Pearson was one of the original proprietors of the Royal Institution, and finished in 1803 a planetarium for illustrating Dr. Young's lectures (Rees, Cyclopædia, art. ‘Planetarium’). On 10 Jan. 1810 he was presented to the rectory of Perivale in Middlesex, and by Lord-chancellor Eldon, on 15 March 1817, to that of South Kilworth in Leicestershire. In 1811 he became owner of a large private school at Temple Grove, East Sheen, where, having established an observatory, he measured the diameters of the sun and moon during the partial solar eclipse of 7 Sept. 1820 with one of Dollond's divided object-glass micrometers (Memoirs Astronomical Society, i. 139).

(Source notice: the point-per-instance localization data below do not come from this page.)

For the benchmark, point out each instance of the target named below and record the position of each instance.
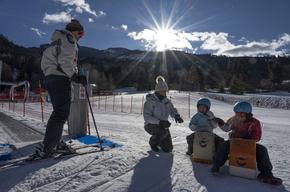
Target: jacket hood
(58, 33)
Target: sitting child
(244, 125)
(204, 121)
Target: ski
(25, 158)
(56, 156)
(83, 153)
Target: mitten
(210, 114)
(247, 136)
(80, 79)
(164, 123)
(219, 121)
(178, 119)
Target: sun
(163, 39)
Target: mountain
(182, 70)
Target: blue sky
(227, 27)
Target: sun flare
(163, 39)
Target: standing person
(156, 111)
(59, 65)
(203, 121)
(244, 125)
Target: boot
(189, 150)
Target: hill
(120, 67)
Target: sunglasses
(240, 114)
(81, 33)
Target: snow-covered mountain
(136, 168)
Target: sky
(221, 27)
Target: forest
(120, 67)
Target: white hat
(161, 85)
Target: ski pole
(88, 99)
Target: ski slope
(135, 168)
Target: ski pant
(263, 161)
(190, 139)
(160, 137)
(59, 89)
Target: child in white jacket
(203, 121)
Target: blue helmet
(204, 101)
(243, 106)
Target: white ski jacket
(155, 110)
(60, 57)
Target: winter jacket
(203, 122)
(62, 53)
(250, 126)
(155, 110)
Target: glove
(247, 136)
(80, 79)
(164, 123)
(178, 119)
(218, 121)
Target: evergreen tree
(275, 73)
(235, 86)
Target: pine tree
(275, 73)
(235, 86)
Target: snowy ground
(139, 169)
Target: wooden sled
(203, 147)
(242, 161)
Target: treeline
(119, 67)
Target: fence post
(142, 105)
(114, 104)
(121, 104)
(99, 102)
(106, 103)
(188, 105)
(93, 101)
(131, 104)
(40, 93)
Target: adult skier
(59, 65)
(244, 125)
(156, 111)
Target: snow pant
(59, 89)
(190, 139)
(160, 137)
(263, 161)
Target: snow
(136, 168)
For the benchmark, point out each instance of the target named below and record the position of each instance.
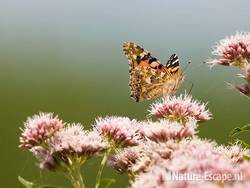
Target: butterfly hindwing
(148, 77)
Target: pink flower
(73, 140)
(164, 130)
(46, 160)
(159, 177)
(243, 89)
(118, 131)
(182, 109)
(141, 158)
(38, 129)
(246, 72)
(125, 159)
(233, 50)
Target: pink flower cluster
(233, 50)
(150, 152)
(74, 140)
(38, 129)
(119, 131)
(56, 145)
(182, 108)
(164, 130)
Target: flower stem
(76, 177)
(99, 174)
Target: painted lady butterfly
(148, 77)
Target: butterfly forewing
(148, 77)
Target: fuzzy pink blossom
(164, 130)
(46, 160)
(73, 140)
(39, 128)
(118, 131)
(142, 157)
(182, 108)
(159, 177)
(243, 89)
(233, 50)
(246, 72)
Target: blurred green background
(65, 57)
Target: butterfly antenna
(185, 68)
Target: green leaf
(106, 183)
(49, 186)
(26, 183)
(238, 130)
(243, 143)
(246, 157)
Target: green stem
(74, 174)
(99, 174)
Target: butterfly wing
(176, 78)
(148, 76)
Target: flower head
(164, 130)
(73, 140)
(243, 89)
(46, 160)
(182, 108)
(38, 129)
(233, 50)
(246, 73)
(118, 131)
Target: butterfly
(148, 77)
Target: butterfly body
(148, 77)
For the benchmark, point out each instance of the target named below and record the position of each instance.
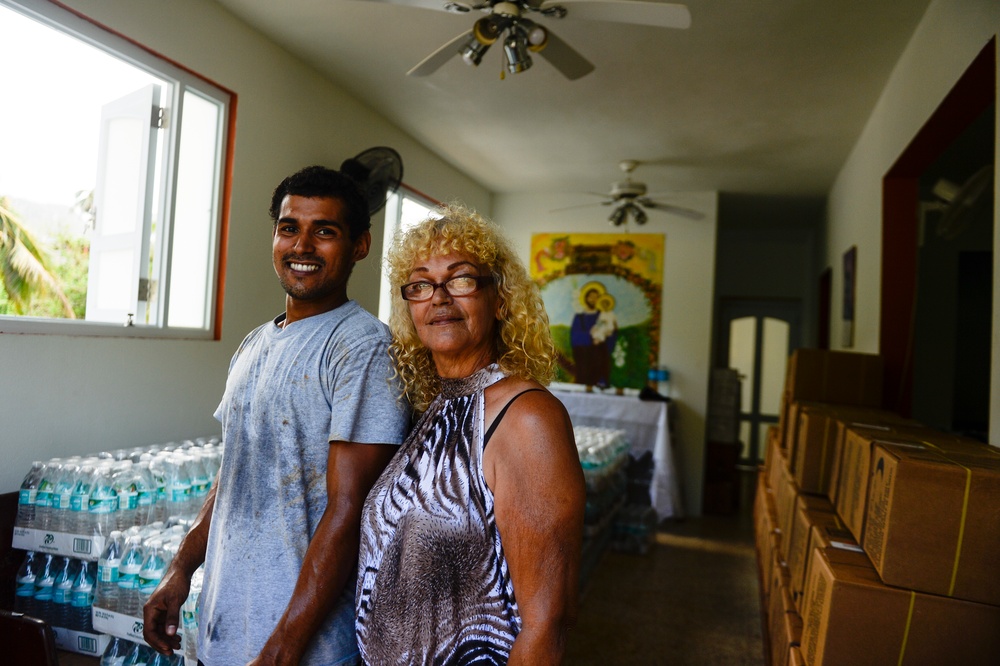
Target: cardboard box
(933, 520)
(809, 512)
(784, 623)
(852, 618)
(838, 377)
(824, 534)
(856, 463)
(815, 446)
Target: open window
(112, 182)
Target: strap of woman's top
(496, 421)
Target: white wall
(64, 395)
(688, 284)
(945, 43)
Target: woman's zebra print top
(433, 583)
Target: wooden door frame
(974, 92)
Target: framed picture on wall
(602, 293)
(850, 285)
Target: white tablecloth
(646, 428)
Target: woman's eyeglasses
(461, 285)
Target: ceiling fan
(629, 198)
(506, 21)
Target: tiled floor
(692, 600)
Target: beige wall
(64, 395)
(947, 40)
(688, 285)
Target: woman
(470, 544)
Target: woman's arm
(533, 468)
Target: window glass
(111, 177)
(403, 209)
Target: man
(309, 418)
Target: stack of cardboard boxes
(877, 538)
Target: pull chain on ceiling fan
(505, 22)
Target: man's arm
(332, 555)
(162, 610)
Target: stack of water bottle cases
(99, 532)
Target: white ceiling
(757, 97)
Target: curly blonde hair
(523, 342)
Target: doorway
(756, 338)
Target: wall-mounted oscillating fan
(962, 205)
(379, 171)
(506, 22)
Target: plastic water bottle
(108, 569)
(24, 591)
(44, 581)
(62, 592)
(200, 479)
(138, 655)
(178, 485)
(189, 616)
(61, 498)
(153, 567)
(128, 576)
(157, 468)
(123, 479)
(82, 601)
(147, 492)
(26, 496)
(43, 498)
(157, 659)
(103, 505)
(116, 652)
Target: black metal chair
(26, 640)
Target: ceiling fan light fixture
(473, 50)
(486, 31)
(516, 49)
(538, 38)
(639, 215)
(617, 217)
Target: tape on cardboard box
(852, 617)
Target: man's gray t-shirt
(289, 393)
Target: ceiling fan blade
(676, 210)
(639, 12)
(443, 54)
(564, 57)
(440, 5)
(597, 203)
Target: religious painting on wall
(602, 294)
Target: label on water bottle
(128, 500)
(83, 597)
(78, 502)
(148, 584)
(106, 505)
(62, 594)
(179, 492)
(107, 571)
(61, 500)
(43, 497)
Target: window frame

To his initiative the foundation of the Astronomical Society of London was largely due. In 1812, and again in 1816, he took preliminary steps towards the realisation of a design which assumed a definite shape at a meeting held at the Freemasons' Tavern on 12 Jan. 1820. Pearson helped to draw up the rules, and acted as treasurer during the first ten years of the society's existence. In 1819 he was elected F.R.S., and about the same time granted an honorary LL.D. On quitting East Sheen in 1821 he erected an observatory at South Kilworth, first in a wing added to the rectory, later as a separate building. Among the fine instruments collected there were a 3-foot altazimuth, originally constructed by Troughton for the St. Petersburg Academy of Sciences (ib. ii. 261), a 3½-foot achromatic by Tulley, a transit by Simms, and a clock by Hardy. A piece of flint-glass by Guinand, nearly seven inches across, purchased by him in 1823 for 250l., was worked by Tulley into the largest object-glass then in England.

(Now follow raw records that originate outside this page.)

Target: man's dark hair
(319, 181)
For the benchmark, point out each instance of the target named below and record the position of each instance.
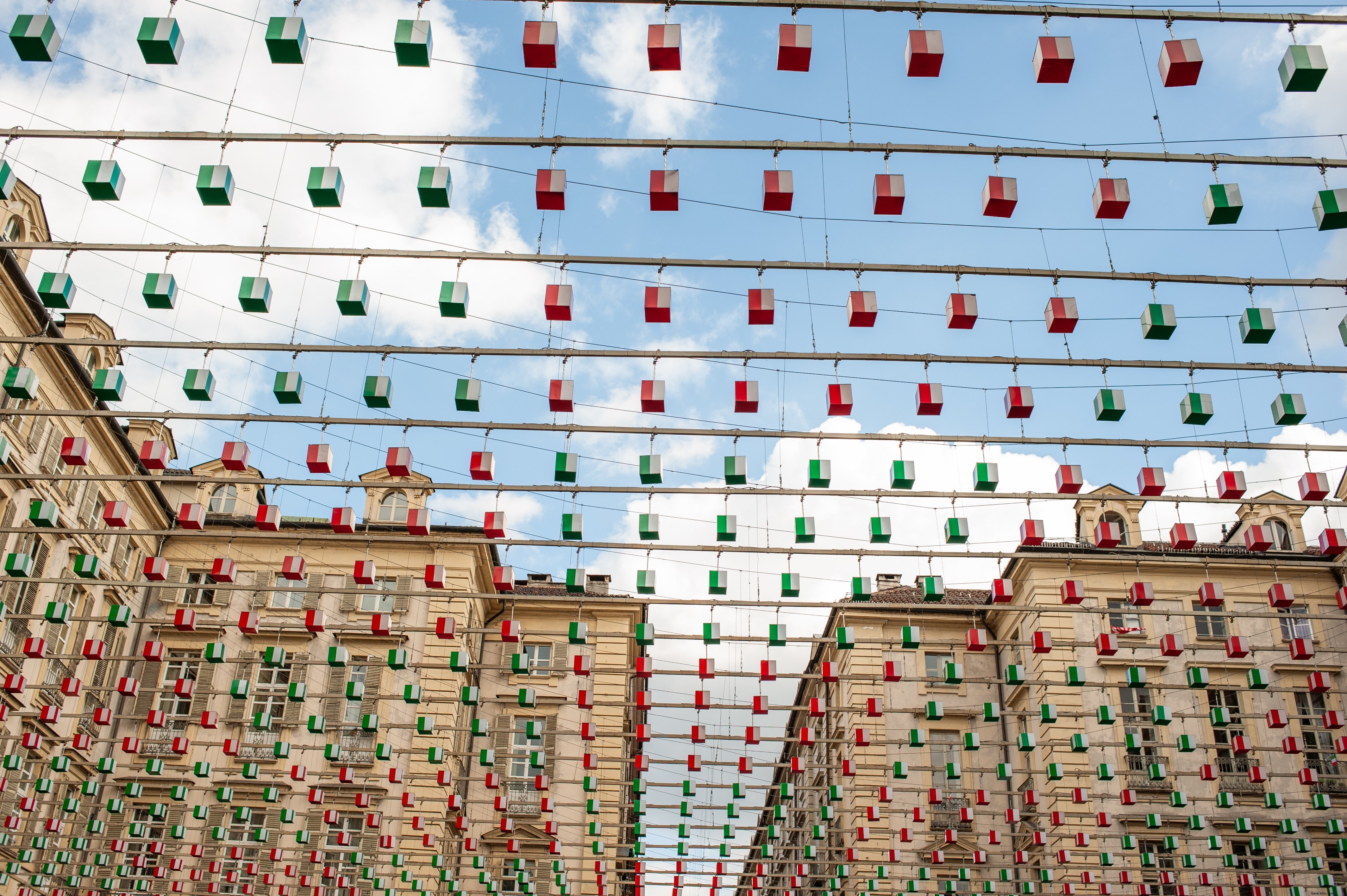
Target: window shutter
(243, 670)
(403, 600)
(203, 693)
(298, 674)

Pearson's first notable observations at South Kilworth were of the occultations of the Pleiades in July and October 1821 (ib. p. 289). In 1824 and 1829 appeared the two quarto volumes of his ‘Introduction to Practical Astronomy.’ The first was mainly composed of tables for facilitating the processes of reduction; the second gave elaborate descriptions of various astronomical instruments, accompanied by engravings of them and instructions for their use. For this publication, styled by Sir John Herschel ‘one of the most important and extensive works on that subject which has ever issued from the press’ (ib. iv. 261), he received, on 13 Feb. 1829, the gold medal of the Royal Astronomical Society. To that body he bequeathed the stock and plates of the work.

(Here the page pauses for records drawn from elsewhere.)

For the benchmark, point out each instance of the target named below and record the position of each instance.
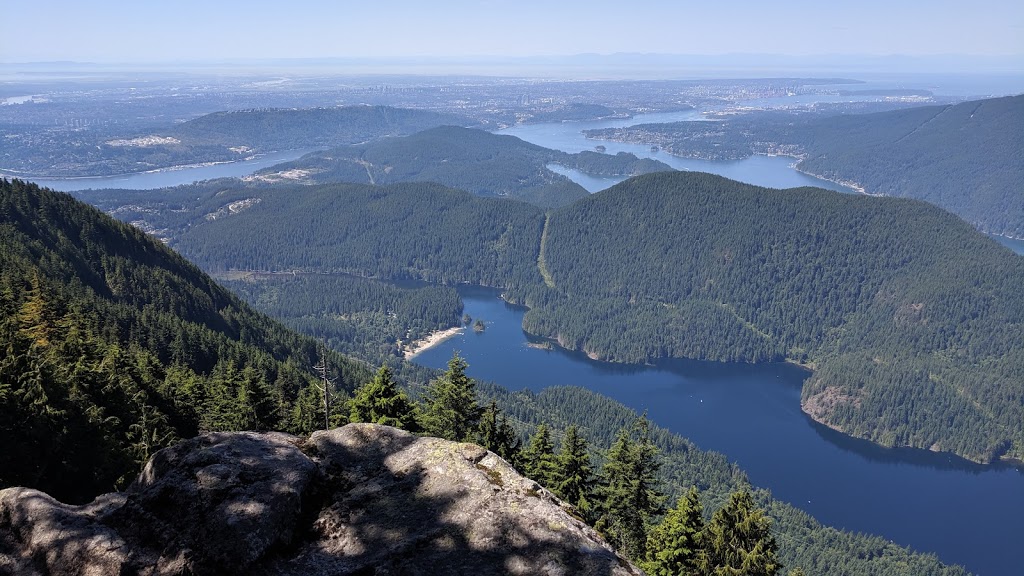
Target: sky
(163, 31)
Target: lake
(771, 171)
(964, 512)
(170, 176)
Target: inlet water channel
(964, 512)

In 1830 Pearson was nominated a member of the new board of visitors to the Royal Observatory, and he undertook in the same year, assisted by a village mathematician named Ambrose Clarke, the reobservation and computation of 520 stars tabulated for occultations in his ‘Practical Astronomy.’ The resulting catalogue was presented to the Royal Astronomical Society on 11 June 1841 (ib. xv. 97). On 29 Oct. 1835 he observed Halley's comet; in 1839 he deduced from his own determinations a value for the obliquity of the ecliptic (ib. ix. 269, xi. 73). His death occurred at South Kilworth on 6 Sept. 1847, and a tablet inscribed to his memory in the church perpetuates the respect earned by his exemplary conduct as a clergyman and a magistrate. Some improvements effected by him in Rochon's doubly refracting micrometer (ib. i. 67, 82, 103) were claimed by Arago (Annales de Chimie, August 1820); but the accusation of plagiarism was satisfactorily refuted (Phil. Mag. lvi. 401). Pearson contributed to Rees's ‘Cyclopædia’ sixty-three articles on subjects connected with practical astronomy. His second wife survived him, and he left one daughter by his first wife.

[Memoirs Royal Astr. Society, xvii. 128; Proceedings Royal Society, v. 712; Lonsdale's Worthies of Cumberland, vi. 147; Gent. Mag. 1847, pt. ii. p. 661; Foster's Index Ecclesiasticus; Allibone's Critical Dict. of English Literature; Poggendorff's Biogr. Lit. Handwörterbuch; Lardner's Handbook of Astronomy, ii. 831, ed. 1856.]